I wasn’t at all sure I would be strong enough to carry through on our Colombian neighbors’ invitation to lunch, and I knew it was a stretch for my husband, who is battling his own way back from being a shocked spouse in a strange city hoping his wife will live. We’ve kept to ourselves most of the past two months.

Ajiaco, pandebono and empandas, and avocados were yesterday’s luscious lunch

But, my friend was serving ajiaco, the stew made in Bogotá that I had last tasted in 1971, when my parents, sister and I made a return trip to the city we’d called home in the ’60s. We were treated to orchids and ajiaco by very dear friends, Luis and Andres Cárdenas, boys who had grown to be handsome young men in the five years we’d been away. Their sisters Mai, Isabel, and Teresa and a cousin joined Luis and Andrés for photos in our old house.
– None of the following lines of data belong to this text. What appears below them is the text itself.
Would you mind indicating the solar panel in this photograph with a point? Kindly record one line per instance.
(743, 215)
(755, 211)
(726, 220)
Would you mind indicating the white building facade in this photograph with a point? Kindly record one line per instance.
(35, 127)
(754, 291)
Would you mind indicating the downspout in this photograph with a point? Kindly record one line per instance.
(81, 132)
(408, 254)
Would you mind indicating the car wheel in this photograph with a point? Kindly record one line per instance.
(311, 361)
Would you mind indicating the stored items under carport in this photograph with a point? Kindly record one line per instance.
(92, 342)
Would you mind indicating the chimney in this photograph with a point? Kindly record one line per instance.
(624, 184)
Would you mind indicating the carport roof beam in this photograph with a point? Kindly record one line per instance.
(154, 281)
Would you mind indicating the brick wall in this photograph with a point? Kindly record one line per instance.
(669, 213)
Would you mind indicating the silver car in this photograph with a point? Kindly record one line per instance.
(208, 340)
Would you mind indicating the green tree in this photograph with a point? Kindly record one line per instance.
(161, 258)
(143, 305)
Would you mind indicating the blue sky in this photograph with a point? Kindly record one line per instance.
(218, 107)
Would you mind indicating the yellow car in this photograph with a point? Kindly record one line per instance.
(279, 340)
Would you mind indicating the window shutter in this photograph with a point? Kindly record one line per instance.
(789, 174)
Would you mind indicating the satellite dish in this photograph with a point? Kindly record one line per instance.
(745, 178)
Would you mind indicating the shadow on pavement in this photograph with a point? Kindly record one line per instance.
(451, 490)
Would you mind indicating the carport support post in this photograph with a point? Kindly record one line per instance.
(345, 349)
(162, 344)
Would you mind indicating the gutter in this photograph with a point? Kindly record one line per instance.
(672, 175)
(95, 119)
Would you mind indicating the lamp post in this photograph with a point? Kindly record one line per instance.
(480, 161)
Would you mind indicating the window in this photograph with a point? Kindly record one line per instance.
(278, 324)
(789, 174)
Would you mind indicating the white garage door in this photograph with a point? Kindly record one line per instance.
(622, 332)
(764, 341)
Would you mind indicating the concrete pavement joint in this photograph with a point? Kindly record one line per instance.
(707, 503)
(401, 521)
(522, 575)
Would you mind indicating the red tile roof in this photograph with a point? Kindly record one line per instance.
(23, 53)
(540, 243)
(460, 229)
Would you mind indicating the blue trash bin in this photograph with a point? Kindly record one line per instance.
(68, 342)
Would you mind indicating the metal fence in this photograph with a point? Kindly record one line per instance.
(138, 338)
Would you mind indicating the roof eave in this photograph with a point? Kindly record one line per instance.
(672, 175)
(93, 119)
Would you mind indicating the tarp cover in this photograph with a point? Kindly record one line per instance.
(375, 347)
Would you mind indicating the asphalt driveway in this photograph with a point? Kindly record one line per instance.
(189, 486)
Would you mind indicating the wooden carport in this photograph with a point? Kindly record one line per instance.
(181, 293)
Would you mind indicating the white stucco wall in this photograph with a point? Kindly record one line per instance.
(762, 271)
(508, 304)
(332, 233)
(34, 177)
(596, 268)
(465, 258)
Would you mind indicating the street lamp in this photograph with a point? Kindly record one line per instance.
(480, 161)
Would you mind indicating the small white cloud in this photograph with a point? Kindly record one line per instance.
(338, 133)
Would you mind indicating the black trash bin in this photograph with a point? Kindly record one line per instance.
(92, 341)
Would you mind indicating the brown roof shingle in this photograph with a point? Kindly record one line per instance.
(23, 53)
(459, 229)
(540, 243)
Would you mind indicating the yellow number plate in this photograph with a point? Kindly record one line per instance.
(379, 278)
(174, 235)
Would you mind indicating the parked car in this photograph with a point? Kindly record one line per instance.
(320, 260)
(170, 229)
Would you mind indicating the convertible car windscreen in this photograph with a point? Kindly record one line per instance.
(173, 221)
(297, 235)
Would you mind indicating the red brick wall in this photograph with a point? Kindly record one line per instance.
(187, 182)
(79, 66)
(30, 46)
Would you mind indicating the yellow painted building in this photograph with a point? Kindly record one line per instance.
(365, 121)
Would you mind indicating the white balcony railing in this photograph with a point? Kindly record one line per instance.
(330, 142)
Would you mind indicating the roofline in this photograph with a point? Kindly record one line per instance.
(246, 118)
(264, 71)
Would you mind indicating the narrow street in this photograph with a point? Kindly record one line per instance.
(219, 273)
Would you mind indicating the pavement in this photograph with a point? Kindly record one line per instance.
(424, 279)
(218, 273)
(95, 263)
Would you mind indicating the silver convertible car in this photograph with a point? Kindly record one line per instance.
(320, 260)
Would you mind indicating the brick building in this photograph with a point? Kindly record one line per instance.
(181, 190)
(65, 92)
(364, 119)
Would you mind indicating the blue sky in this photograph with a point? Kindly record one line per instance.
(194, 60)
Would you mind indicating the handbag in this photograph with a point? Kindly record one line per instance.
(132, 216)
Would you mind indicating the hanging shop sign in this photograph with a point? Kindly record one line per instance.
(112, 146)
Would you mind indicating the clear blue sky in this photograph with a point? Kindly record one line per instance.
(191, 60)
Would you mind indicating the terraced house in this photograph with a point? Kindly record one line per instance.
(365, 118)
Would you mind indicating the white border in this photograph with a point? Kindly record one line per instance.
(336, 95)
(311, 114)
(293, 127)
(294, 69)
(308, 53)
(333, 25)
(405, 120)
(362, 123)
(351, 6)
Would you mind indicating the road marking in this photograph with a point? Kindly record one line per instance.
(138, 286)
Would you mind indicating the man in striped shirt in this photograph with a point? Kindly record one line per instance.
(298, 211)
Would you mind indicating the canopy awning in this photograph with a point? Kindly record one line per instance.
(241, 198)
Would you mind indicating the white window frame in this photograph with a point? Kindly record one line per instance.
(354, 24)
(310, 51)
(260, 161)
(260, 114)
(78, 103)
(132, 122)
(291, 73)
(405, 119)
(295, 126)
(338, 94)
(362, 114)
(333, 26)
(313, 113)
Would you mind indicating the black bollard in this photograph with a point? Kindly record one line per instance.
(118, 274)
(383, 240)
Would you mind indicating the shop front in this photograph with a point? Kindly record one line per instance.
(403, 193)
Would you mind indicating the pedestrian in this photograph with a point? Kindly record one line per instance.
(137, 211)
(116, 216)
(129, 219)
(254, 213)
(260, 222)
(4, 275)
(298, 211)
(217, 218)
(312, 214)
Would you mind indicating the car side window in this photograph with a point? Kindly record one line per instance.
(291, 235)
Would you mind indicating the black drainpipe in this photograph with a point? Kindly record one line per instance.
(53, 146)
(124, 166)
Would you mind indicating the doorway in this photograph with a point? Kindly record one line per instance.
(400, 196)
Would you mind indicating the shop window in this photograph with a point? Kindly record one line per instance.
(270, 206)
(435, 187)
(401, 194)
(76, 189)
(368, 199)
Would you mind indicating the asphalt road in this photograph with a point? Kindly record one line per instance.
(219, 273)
The Cárdenas and Amerson kids reunited in Bogotá, 1971

We went. We had a wonderful time eating delicious food in Bogotano hospitality. It is like a miracle to have a friend down my street who knows that the furniture in our entryway is not just a bench but a Colombian escaño, just like I know that our delectable lunch was not a chicken stew but a Bogotá ajiaco.

Magic from the past, like a path back to childhood.